I'm not sure if it is related to the issue, but somehow on machine 1 my *.db files are name rather "strange" as compared to the *.db files I already have on machine 2.
*.db files from machine 1:
la-53-big-CompressionInfo.db
la-53-big-Data.db
...
la-54-big-CompressionInfo.db
...
*.db files from machine 2:
open_weather-raw_weather_data-ka-5-CompressionInfo.db
open_weather-raw_weather_data-ka-5-Data.db
What am I missing? Any help would be highly appreciated. I'm also open to any other suggestions. The COPY command will most probably not work since it is Limited to 99999999 rows as far as I know.
P.s. I didn't want to create a overly huge post, but if you need any further information to help me out, just let me know.
EDIT:
Note that I'm using Cassandra in the stand-alone mode.
EDIT2:
After installing the same version 2.1.4 on my destination machine (machine 2), I still get all the same error. With SSTableLoader I still get the above mentioned error and with copying the files manually (as described by LHWizard), I still get empty tables after starting Cassandra again and performing a SELECT command.

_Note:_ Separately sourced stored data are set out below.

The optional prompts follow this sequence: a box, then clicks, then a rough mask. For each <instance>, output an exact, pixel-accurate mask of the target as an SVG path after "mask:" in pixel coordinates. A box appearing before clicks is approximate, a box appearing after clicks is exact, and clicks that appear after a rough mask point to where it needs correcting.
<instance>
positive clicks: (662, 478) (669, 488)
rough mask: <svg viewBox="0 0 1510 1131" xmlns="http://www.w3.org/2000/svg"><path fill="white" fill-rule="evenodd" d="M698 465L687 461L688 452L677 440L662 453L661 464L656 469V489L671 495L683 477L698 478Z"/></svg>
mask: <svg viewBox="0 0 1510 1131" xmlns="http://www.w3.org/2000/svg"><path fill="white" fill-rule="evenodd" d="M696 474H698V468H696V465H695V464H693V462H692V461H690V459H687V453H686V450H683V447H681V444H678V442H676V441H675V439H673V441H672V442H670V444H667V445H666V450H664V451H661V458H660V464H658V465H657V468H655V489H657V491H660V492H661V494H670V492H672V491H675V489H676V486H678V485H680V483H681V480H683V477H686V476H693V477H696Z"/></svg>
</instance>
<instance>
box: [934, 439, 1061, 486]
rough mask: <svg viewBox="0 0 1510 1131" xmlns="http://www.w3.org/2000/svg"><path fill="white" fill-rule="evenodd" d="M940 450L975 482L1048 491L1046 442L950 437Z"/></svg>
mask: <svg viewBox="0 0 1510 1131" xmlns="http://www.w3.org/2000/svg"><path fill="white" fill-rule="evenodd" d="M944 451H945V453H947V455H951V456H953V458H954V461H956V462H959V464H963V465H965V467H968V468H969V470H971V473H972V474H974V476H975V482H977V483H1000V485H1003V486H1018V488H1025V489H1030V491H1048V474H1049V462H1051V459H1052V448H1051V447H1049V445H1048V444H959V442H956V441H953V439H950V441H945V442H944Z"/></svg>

Regarding the initial tokens, I get a huge list of tokens if I perform node ring on machine 1. I'm not sure what to do with those?
your data is already in the form of a snapshot (or backup). What I have done in the past is the following:
install the same version of cassandra on the restore node
edit cassandra.yaml on the restore node - make sure that cluster_name and snitch are the same.
edit seeds: list and any other properties that were altered in the original node.
get the schema from the original node using cqlsh DESC KEYSPACE.
start cassandra on the restore node and import the schema.
(steps 6 & 7 may not be completely necessary, but this is what I do.)
stop cassandra, delete the contents of /var/lib/cassandra/data/, commitlog/, and saved_caches/* folders.
restart cassandra on the restore node to recreate the correct folders, then stop it
copy the contents of the snapshots folder to each corresponding table folder in the restore node, then start cassandra. You probably want to run nodetool repair.
You don't really need to bulk import the data, it's already in the correct format if you are using the same version of cassandra, although you didn't specify that in your original question.